Support for home owners is lacking in Washington, D.C., and Congress isn’t doing all it could to help the housing market recover, said industry experts and analysts who gathered yesterday in the nation’s capital to discuss ways to solve the country’s housing crisis and economic challenges.
Government policies that increase down payment requirements, reduce the size of federally insured mortgages, along with a failure to extend the federal flood insurance program long-term, and talk of reducing or eliminating the mortgage interest deduction are all harming home owners and the real estate market, said NATIONAL ASSOCIATION OF REALTORS® President Ron Phipps, speaking at New Solutions for America’s Housing Crisis conference. “The market will self-correct if we stop doing harm,” he said.

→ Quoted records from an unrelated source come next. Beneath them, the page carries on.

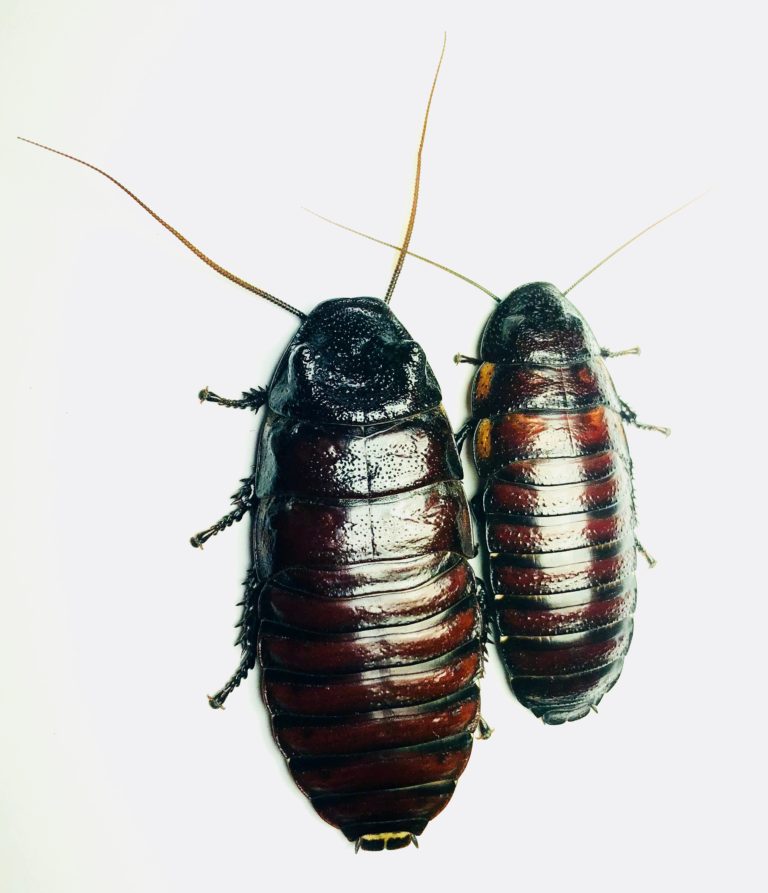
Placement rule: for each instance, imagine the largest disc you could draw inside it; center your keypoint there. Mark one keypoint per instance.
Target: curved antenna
(426, 260)
(196, 251)
(630, 241)
(414, 203)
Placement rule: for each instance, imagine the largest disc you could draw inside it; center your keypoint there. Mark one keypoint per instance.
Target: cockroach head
(352, 362)
(536, 323)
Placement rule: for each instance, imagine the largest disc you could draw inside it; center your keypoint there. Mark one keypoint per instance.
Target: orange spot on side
(483, 379)
(483, 440)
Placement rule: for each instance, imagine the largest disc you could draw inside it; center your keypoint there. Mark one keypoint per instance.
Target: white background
(558, 131)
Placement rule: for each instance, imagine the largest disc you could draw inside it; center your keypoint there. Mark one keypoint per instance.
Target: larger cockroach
(361, 607)
(556, 501)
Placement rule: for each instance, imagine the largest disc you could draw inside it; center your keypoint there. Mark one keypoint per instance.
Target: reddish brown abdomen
(559, 520)
(370, 628)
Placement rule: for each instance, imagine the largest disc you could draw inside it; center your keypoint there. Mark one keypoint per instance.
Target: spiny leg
(247, 641)
(244, 500)
(464, 432)
(483, 731)
(630, 416)
(254, 399)
(630, 351)
(645, 553)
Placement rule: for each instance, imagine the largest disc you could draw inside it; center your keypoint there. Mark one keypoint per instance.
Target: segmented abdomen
(369, 624)
(559, 528)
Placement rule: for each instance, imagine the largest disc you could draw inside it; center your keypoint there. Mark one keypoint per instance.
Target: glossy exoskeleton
(556, 501)
(360, 607)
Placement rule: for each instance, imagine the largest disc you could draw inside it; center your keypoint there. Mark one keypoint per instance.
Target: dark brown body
(363, 605)
(556, 504)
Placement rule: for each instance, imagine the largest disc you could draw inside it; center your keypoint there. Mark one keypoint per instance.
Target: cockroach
(556, 501)
(360, 607)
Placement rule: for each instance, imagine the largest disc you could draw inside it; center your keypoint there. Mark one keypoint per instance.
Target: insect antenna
(174, 232)
(414, 203)
(426, 260)
(630, 241)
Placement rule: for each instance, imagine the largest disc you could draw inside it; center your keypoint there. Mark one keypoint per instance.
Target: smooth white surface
(558, 131)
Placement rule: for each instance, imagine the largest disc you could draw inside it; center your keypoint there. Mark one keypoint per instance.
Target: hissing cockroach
(556, 499)
(360, 607)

Sen. Johnny Isakson (R-Ga.) said he’d like to change many of those housing policies, including raising mortgage loan limits, which would make more home owners in high-cost areas eligible to refinance using lower-cost government-backed loan programs.

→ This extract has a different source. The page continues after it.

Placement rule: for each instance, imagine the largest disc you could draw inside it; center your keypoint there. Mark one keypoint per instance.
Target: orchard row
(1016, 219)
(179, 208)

He also opposes a plan that would make loans more expensive by raising down payments for loans not backed by government loan guarantee programs, estimating that it would negatively affect 40% to 60% of would-be home buyers and refinancers.
The plan also includes “onerous” new credit standards that could leave millions of consumers unable to purchase or refinance home loans, said Ellen Schloemer, executive vice president of the Center for Responsible Lending, a national consumer advocacy group.
Speakers also criticized Congress for failing to pass a long-term extension of the National Flood Insurance Program. As part of the budget agreement reached yesterday, Congress agreed to fund the flood program only through Nov. 18. When flood insurance isn’t available, home buyers can’t purchase homes in federal flood zones.
The mortgage interest deduction is also up for debate this year as Congress seeks ways to increase revenues and cut the federal deficit. Taking it away would be unfair to home owners who bought their homes counting on using the mortgage interest deduction, the panelists said.
Donald Marron, director of the Urban-Brookings Tax Policy Center countered that the tax code has too many preferences. He suggested eliminating the mortgage interest deduction for second homes or gradually reducing it for primary homes. “All the changes we want to make it the tax code are going to hurt people,” he said.
Zillow Chief Economist Stan Humphries took a middle path on the mortgage interest deduction, saying that Congress should make any changes gradually over multiple years while creating new ways to support home ownership.